Note 1: Summary of Significant Accounting Policies
Basis of Consolidation
The consolidated financial statements presented in this Form 10-Q are unaudited and reflect, in the opinion of management, entries necessary for the fair presentation of the Condensed Consolidated Statements of Operations for the three months ended March 31, 2004 and 2003, Condensed Consolidated Balance Sheets as of March 31, 2004 and December 31, 2003, and Condensed Consolidated Statements of Cash Flows for the three months ended March 31, 2004 and 2003, of Itron and our wholly owned subsidiaries. Significant inter-company transactions and balances are eliminated upon consolidation. We consolidate all entities in which we have a greater than 50% ownership interest and over which we have control. We account for entities in which we have a 50% or less investment and exercise significant influence under the equity method of accounting. Entities in which we have less than a 20% investment and do not exercise significant influence are accounted for under the cost method. Any variable interest entity of which we are the primary beneficiary is also considered for consolidation. We are not the primary beneficiary of any variable interest entities. Certain information and footnote disclosures normally included in financial statements prepared in accordance with accounting principles generally accepted in the United States of America (GAAP) have been condensed or omitted pursuant to the rules and regulations of the Securities and Exchange Commission regarding interim results. These condensed consolidated financial statements should be read in conjunction with the audited consolidated financial statements and the notes included in our Form 10-K for the year ended December 31, 2003, as filed with the Securities and Exchange Commission on March 12, 2004. The results of operations for the three months ended March 31, 2004 are not necessarily indicative of the results expected for the full fiscal year or for any other fiscal period.

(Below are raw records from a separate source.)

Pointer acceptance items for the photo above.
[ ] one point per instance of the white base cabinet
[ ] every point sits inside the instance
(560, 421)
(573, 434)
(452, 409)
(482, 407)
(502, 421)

Allowance for Doubtful Accounts
The allowance for doubtful accounts is based on our historical experience of bad debts and is adjusted for estimated uncollectible amounts.
Inventories
Inventories are stated at the lower of cost or market using the first-in, first-out method. Cost includes raw materials and labor, plus applied direct and indirect costs. Service inventories consist primarily of sub-assemblies and components necessary to support post-sale maintenance. A large portion of our low-volume manufacturing and all of our repair services for our domestic handheld meter reading units are provided by an outside vendor in which we have a 30% equity interest. Consigned inventory at the outside vendor affiliate totaled $1.1 million at March 31, 2004 and $538,000 at December 31, 2003, respectively.
Intangible Assets
Goodwill is not amortized and is tested for impairment at the reporting unit level, which consists of our business units, annually, as of October 1st, or more frequently if a significant event occurs. Intangible assets with a finite life are amortized based on estimated discounted cash flows over weighted average useful lives.
Warranty
We offer a one-year standard warranty on most of our hardware product sales and a three-month standard warranty on most of our software product sales. An accrual for estimated warranty costs is recorded at the time of sale and periodically adjusted to reflect actual experience. The long-term warranty accrual includes estimated warranty costs for the period beyond one year. Warranty expense was approximately $313,000 and $2.4 million for the three months ended March 31, 2004 and 2003, respectively.